Every day in Israel and Palestine our students spoke to people who never have the choice to opt out of conversations where there are multiple perspectives. When it comes to this part of the world, there are simply too many opinions in too little space for anyone to live in the kinds of thought-bubbles that can arise in the United States. When our students sat down to speak with Israel and Palestinian teenagers enrolled in a program called Kids4Peace, which works to build understanding and friendship between the two groups at an early age, they were immediately bombarded with questions we in American would likely characterize as “a bit too forward.” “Are you pro-Trump?” asked one Israeli. “What about us, do you support the state of Israel?” asked another.

Initially many of our students were shy to respond. When I asked them about it later, they said they didn’t want to offend these kids whom they had just met. Eventually, a brave ninth grader decided to answer some of their question directly, “I have always supported Israel,” she began, “but I didn’t know about the Palestinian situation until I came here and saw what you guys live through every day.” To her surprise, it was the Israeli student who replied, “Yes I feel very similar to you. I obviously support my country, but it was not until I joined Kids4Peace that I felt any sympathy for the other side.”
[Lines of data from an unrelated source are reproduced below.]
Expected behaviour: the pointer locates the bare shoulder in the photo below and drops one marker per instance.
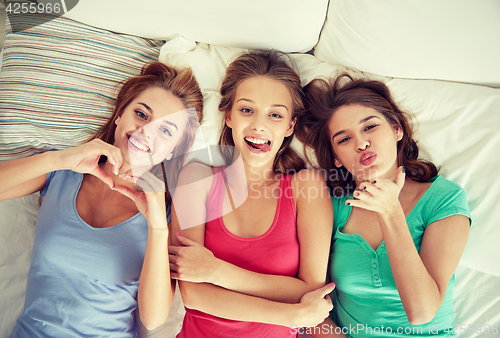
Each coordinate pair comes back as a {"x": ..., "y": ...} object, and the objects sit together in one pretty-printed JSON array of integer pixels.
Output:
[
  {"x": 309, "y": 185},
  {"x": 196, "y": 173},
  {"x": 308, "y": 177}
]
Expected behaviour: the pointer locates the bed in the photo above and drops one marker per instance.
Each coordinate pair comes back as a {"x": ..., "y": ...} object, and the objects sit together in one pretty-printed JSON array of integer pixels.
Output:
[{"x": 440, "y": 60}]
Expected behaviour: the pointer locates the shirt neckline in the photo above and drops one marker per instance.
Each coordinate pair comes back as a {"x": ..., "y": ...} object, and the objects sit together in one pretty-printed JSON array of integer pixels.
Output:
[
  {"x": 381, "y": 246},
  {"x": 79, "y": 185}
]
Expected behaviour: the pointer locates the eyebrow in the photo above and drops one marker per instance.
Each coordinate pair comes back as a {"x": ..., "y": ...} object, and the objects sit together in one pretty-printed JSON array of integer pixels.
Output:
[
  {"x": 151, "y": 111},
  {"x": 172, "y": 124},
  {"x": 147, "y": 107},
  {"x": 360, "y": 122},
  {"x": 274, "y": 105}
]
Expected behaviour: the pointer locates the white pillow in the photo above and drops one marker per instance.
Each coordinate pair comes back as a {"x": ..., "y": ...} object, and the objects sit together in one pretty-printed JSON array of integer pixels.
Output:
[
  {"x": 288, "y": 25},
  {"x": 422, "y": 39}
]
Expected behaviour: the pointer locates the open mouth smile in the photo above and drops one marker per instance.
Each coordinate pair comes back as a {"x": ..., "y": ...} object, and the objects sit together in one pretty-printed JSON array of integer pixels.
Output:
[
  {"x": 138, "y": 144},
  {"x": 258, "y": 144}
]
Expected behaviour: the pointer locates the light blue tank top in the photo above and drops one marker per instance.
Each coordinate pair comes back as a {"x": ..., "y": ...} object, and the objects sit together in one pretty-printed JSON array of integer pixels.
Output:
[{"x": 83, "y": 281}]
It took some time for our students to realize that speaking their mind and sharing their authentic selves was not taboo here, but, on the contrary, the best way to forge connections their Israeli and Palestinian peers (I’m told they are now all friends on Instagram…). So, there’s lesson two: when confronted with difficult questions, honesty, while not being the easiest way to respond, can forge powerful connections and mutual understandings. It is an approach that can often be overlooked in places blessed with less density and fewer tensions than Israel and Palestine, but it is one I will be looking to cultivate in myself and my students in the coming years.

We ended our trip by watching the sun set behind the Mediterranean from a pier in the old port of Jaffa. Tel Aviv, the largest and most modern Israeli city, has grown to effectively surround Jaffa, which was the Palestinian port town long before the state of Israel ever came into existence. Endings are usually a good moment to reflect on the success of a project, and as I looked around at our students, some thoughtfully staring off into the horizon, some writing in their journals, and some laughing with friends, I felt immense pride for the effort they’d put forward over the past ten days to learn about and grow from the beautiful, challenging, and complex culture that is Israel and Palestine. We had set out to help our students better understand the politics, history, and culture of this region, and we succeeded there.

What I believe the two lessons above also show, however, is that, beyond intellectual development, this Casten Trip also helped our students grow in character as they learned how to navigate difficult conversations first hand, from the people who have to do it every day.

Steele Sternberg is a member of the Hackley History Department and serves as Round Square Representative.